Mysterious ancient event ‘set off 100,000 supernova explosions in our galaxy’

Mysterious ancient event ‘set off 100,000 supernova explosions in our galaxy’

Astronomers used a telescope to look into the heart of our galaxy, the Milky Way, in great detail and found a surprising bit of history.CREDIT: European Southern Observatory/ESO/Nogueras-Lara et al.

The full findings of the study were published in the journal Nature Astronomy. ESO officials said in the statement that this initial amount of time regarding star formation in our galaxy was followed by six billion years during which "very few" stars were formed.

In contrast, one or two stars are formed now in the Milky Way every year, the research team explains.

Michael Brown, an observational astronomer at Monash University in Melbourne, Australia who is not affiliated with the said research explained that it has been a long-running debate in astronomy whether star populations are built up gradually over billions of years or in a sequence of shorter bursts.

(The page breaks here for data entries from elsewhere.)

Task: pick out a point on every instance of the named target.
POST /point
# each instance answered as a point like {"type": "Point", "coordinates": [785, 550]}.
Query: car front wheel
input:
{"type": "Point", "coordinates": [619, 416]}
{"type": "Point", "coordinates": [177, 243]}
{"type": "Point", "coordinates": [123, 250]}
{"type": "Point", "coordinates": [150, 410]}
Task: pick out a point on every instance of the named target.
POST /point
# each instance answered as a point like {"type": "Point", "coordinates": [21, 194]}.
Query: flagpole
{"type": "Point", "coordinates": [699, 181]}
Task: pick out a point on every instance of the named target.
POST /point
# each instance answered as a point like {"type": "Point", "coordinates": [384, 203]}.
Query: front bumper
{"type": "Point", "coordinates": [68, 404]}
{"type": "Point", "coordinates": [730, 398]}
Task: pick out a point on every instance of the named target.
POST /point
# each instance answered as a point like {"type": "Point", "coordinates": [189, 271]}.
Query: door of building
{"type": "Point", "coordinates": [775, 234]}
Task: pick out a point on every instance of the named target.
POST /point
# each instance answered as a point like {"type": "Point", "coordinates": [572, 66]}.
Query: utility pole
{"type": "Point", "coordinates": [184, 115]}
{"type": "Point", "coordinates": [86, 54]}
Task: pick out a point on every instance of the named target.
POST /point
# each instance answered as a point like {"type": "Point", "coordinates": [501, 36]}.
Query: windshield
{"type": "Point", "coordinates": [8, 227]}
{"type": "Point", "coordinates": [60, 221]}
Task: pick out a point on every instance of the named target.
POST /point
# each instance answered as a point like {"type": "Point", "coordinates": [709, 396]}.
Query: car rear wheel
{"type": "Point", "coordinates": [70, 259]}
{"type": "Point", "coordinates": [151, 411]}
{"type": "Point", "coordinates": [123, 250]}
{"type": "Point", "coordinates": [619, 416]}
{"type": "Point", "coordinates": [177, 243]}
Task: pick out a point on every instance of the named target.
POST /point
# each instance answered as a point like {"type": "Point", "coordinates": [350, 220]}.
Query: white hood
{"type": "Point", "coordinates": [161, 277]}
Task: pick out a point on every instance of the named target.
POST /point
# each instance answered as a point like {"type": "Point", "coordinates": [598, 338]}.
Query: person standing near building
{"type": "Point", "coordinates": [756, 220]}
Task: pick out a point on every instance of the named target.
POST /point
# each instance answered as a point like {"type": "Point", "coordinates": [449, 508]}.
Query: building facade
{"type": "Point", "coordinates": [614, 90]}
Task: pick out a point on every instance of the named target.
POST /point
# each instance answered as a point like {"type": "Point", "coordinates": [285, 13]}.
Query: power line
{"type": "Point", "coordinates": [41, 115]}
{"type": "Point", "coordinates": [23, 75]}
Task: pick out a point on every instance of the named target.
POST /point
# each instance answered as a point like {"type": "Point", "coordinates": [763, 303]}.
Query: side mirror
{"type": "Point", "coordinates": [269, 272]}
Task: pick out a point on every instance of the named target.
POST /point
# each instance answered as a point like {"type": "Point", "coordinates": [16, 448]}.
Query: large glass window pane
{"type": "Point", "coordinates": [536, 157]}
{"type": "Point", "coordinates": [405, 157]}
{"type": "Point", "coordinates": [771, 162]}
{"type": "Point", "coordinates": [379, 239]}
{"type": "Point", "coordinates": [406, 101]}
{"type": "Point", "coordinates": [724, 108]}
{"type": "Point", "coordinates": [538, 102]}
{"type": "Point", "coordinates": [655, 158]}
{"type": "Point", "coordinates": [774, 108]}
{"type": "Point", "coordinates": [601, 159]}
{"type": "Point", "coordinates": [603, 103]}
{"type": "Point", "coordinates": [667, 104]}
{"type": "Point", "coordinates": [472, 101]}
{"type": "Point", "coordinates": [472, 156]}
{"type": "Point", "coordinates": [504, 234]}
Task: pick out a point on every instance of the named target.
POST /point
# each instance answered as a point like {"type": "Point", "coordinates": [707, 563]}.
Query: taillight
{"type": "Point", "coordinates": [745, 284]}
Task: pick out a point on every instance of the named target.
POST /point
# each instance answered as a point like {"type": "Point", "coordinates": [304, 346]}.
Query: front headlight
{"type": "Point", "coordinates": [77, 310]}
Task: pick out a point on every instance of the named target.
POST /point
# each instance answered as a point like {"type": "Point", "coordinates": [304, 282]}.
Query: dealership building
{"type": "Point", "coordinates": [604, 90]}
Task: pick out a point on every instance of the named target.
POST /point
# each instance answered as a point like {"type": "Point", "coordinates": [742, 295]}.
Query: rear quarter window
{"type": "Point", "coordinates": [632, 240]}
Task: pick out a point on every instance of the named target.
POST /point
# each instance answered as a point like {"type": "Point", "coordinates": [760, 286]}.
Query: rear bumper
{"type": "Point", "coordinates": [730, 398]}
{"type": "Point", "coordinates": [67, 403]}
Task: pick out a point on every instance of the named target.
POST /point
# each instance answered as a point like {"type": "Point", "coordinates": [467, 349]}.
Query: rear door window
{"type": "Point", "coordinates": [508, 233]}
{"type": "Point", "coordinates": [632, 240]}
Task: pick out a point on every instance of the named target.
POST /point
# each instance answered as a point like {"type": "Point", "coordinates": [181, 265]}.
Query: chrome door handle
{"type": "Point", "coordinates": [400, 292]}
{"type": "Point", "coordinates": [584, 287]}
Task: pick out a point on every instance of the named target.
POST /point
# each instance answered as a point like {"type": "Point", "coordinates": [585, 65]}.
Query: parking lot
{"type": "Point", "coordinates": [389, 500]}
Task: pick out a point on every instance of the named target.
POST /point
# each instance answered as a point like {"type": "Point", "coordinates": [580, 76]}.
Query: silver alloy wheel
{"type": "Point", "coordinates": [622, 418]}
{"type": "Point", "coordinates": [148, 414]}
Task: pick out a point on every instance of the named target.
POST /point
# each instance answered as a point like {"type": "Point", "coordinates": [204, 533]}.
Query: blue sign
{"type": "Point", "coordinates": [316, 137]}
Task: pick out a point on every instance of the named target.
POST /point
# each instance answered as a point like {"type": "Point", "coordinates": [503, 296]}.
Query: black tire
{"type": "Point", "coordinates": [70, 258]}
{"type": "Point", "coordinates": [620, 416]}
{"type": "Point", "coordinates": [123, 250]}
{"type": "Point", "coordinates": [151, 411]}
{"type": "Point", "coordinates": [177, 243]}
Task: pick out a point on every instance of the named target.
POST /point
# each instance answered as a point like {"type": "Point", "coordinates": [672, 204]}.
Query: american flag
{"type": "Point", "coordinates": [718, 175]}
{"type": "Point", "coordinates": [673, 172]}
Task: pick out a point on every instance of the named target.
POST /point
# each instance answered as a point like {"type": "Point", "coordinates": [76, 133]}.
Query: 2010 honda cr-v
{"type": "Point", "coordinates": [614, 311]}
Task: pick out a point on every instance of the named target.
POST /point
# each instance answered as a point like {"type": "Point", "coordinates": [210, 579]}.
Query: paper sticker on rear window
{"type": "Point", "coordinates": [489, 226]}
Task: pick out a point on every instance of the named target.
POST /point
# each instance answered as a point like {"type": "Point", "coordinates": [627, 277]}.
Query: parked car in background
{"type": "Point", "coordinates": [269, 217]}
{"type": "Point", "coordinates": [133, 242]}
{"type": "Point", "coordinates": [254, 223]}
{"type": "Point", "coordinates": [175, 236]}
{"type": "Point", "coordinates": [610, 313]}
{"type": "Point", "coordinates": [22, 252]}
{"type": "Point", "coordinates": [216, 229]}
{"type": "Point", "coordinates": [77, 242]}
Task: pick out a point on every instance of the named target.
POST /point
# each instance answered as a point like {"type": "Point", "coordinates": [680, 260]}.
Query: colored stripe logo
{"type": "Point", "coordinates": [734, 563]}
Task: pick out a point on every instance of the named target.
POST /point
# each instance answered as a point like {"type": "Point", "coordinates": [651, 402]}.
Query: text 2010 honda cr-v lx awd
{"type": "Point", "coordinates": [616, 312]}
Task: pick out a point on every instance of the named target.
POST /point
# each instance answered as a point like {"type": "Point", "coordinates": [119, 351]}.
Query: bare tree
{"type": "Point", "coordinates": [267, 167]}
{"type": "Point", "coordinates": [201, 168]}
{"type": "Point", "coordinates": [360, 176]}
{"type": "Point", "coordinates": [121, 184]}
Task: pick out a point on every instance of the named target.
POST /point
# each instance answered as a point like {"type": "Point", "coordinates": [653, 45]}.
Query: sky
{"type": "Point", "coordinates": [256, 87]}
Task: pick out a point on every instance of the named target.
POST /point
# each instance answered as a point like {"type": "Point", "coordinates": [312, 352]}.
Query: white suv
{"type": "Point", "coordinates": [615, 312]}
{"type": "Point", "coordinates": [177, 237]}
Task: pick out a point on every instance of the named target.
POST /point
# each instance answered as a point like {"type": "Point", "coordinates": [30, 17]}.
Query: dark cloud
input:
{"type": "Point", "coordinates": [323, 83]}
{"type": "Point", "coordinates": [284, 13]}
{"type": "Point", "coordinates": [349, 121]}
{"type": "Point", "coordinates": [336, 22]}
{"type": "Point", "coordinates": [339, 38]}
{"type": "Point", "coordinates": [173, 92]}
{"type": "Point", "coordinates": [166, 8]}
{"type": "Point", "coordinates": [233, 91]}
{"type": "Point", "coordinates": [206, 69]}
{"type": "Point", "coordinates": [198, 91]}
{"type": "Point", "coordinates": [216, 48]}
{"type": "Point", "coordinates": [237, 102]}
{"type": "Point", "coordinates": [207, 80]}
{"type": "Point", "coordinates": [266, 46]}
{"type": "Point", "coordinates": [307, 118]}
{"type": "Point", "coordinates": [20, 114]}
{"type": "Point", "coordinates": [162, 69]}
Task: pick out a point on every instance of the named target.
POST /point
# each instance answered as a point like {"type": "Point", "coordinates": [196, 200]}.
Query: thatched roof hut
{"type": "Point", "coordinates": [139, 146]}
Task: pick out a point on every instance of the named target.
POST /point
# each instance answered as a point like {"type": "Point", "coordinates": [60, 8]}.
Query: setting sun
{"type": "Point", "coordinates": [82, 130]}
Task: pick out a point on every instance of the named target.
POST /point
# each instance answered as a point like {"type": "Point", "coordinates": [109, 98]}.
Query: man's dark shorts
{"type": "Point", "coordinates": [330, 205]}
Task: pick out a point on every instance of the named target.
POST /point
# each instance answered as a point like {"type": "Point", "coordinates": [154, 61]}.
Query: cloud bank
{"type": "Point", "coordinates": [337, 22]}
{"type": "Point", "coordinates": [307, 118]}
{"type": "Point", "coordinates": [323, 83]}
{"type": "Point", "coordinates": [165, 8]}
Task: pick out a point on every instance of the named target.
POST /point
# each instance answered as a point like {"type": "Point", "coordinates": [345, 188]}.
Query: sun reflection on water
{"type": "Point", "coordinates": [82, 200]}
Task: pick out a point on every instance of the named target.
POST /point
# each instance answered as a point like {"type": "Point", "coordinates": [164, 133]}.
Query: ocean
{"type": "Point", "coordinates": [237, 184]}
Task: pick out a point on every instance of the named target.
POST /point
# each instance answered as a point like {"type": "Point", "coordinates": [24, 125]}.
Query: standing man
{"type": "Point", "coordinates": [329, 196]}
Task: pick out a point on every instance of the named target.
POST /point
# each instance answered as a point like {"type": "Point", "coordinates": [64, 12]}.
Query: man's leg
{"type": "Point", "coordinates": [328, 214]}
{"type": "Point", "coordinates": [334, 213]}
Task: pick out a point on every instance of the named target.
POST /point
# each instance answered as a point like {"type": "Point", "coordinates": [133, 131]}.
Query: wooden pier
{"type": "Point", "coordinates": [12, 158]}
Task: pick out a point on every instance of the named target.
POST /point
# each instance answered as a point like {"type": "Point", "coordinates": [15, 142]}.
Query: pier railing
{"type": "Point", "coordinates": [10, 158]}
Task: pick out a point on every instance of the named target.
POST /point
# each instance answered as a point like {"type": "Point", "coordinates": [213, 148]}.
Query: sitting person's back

'Our unprecedented gaze of a gargantuan section of the Galactic centre has given us detailed insights into the formation course of of stars on this converse of the Milky Ability, ' acknowledged creator Rainer Schödel of the Institute of Astrophysics of Andalusia in Spain.

Scientists have discovered a spectacular explosion of stars in our early galaxy, a burst of formation that resulted in 100,000 supernova explosions. Thanks to the VLT observations, the researchers have found evidence for a dramatic event in the life of our Galaxy: a burst of star formation so intense that it resulted in over a hundred thousand supernova explosions.

But then, like Lazarus himself, the galaxy finally sprung back to life about one billion years ago, furiously churning out stars like the glory days of yore - with a combined mass of up to 42 million times that of our sun.

The European Southern observatory (ESO) constructed the strongest telescope ever made within the Atacama Barren converse of northern Chile.

"The conditions in the studied region during this burst of activity must have resembled those in "starburst" galaxies, which form stars at rates of more than 100 solar masses per year", said Francisco Nogueras-Lara of the Max Planck Institute for Astronomy in Germany.

It's known as the Very Giant Telescope (VLT) and is broadly considered one of the superior optical devices ever made.

The large telescopes are called Antu, Kueyen, Melipal and Yepun.

This research was possible because of observations of the Galactic central region carried out with ESO's HAWK-I instrument on the VLT within the Chilean Atacama Desert.

The major of the Unit Telescopes, "Antu", went into routine scientific operations on April 1, 1999.

It has been involved in spotting the first image of an extrasolar planet as well as tracking individual stars moving around the supermassive black hole at the centre of the Milky Way.